Así me la paso. Ellas me sonríen y se burlan de mi torpeza. Tal vez la atribuyen a mi descomunal tamaño. Lo cierto es que hay cucarachas por todas partes, y cuando oigo sus risas sobre mí, sobre César o sobre Carlos no puedo sino darles muerte. Yo soy uno solo contra todas ellas. Ellas, ateas las muy puercas, se multiplican en cinco días y, a la semana, dos degeneran en docenas.

Juzguen ustedes si no es justa mi causa: ellas ensucian todo en mi casa, desde el piso hasta las paredes, desde el baño -¡ay!- hasta la cocina. Yo vengo, cobro venganza.

La última cae dentro del vaso de la leche donde Carlos se sirvió hace un rato. Vacío el líquido -que no es agua y menos leche- junto con el sucio cadáver, que luego se escurre por la coladera. Otro recurso es juntar todos los muertos y arrastrarlos con un trapo hasta el basurero, un excelso cementerio que cada mañana renueva sus lápidas, su tierra y sus esqueletos.

A veces, en un bello arranque alegórico de pasión guerrera, escupo sobre ellas antes de pisarlas con mi zapatito. A veces las descubro apareándose y entonces las quemo juntas. Así sufren el ardor del fuego y el ardor de no consumar el palito maligno que se echaban.

Las más peligrosas son las recién nacidas: ésas te enseñan los dientes y luchan, pero sucumben al final; las gordas y grandes se resignan; los machos huyen mortificados; las hembras intentan seducirme. Todas, de todos modos, mueren.

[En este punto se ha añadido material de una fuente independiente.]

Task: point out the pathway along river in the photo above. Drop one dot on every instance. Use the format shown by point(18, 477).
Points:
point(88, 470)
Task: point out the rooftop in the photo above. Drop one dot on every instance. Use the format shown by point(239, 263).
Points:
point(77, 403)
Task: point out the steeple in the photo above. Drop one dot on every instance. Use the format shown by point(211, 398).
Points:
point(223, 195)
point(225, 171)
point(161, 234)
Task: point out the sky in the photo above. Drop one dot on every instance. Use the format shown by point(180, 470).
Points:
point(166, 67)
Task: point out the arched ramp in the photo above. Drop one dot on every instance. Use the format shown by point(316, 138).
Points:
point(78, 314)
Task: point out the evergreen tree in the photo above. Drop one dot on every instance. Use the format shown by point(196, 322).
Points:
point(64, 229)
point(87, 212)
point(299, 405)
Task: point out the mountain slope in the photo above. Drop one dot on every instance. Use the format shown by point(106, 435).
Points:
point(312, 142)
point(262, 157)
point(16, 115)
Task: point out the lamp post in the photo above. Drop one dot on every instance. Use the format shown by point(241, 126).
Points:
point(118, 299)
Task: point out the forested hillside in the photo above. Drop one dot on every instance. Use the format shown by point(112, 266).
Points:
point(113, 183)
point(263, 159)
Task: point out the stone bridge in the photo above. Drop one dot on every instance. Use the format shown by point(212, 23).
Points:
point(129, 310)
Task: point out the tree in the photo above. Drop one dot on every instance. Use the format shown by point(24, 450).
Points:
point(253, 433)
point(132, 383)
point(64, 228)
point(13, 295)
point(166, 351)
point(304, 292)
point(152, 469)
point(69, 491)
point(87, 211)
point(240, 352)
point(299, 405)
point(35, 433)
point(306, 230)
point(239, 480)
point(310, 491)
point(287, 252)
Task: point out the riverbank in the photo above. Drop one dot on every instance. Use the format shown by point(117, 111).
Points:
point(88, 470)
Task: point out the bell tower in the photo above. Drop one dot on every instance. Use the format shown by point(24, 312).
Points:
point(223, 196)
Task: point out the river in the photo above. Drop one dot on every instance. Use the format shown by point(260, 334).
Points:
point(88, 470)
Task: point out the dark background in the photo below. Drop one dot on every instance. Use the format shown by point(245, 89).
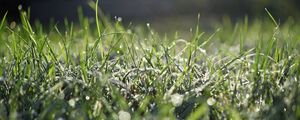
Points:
point(162, 11)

Y luego, habiendo exterminado unas cuarenta cada noche, me voy a dormir, soñando dulces cosas. Ya saben lo que a la madrugada siguiente vendrá, y también pasado mañana, y la noche de luego, igual, sin descansar ni siquiera los domingos. Así, toda la vida: cada madrugada invento cucarachas que mueren un poco después. Las mutilo, las quemo, las castro, las estrangulo, las destripo, las torturo... o con el método tradicional del medio oriente: "Allí va una, pinche Iván... ¡písala!"

Así será siempre, hasta que muera yo y ellas puedan comerme a mí. Juzguen ustedes. Decidan si mi lucha no es heroica, épica y bendita.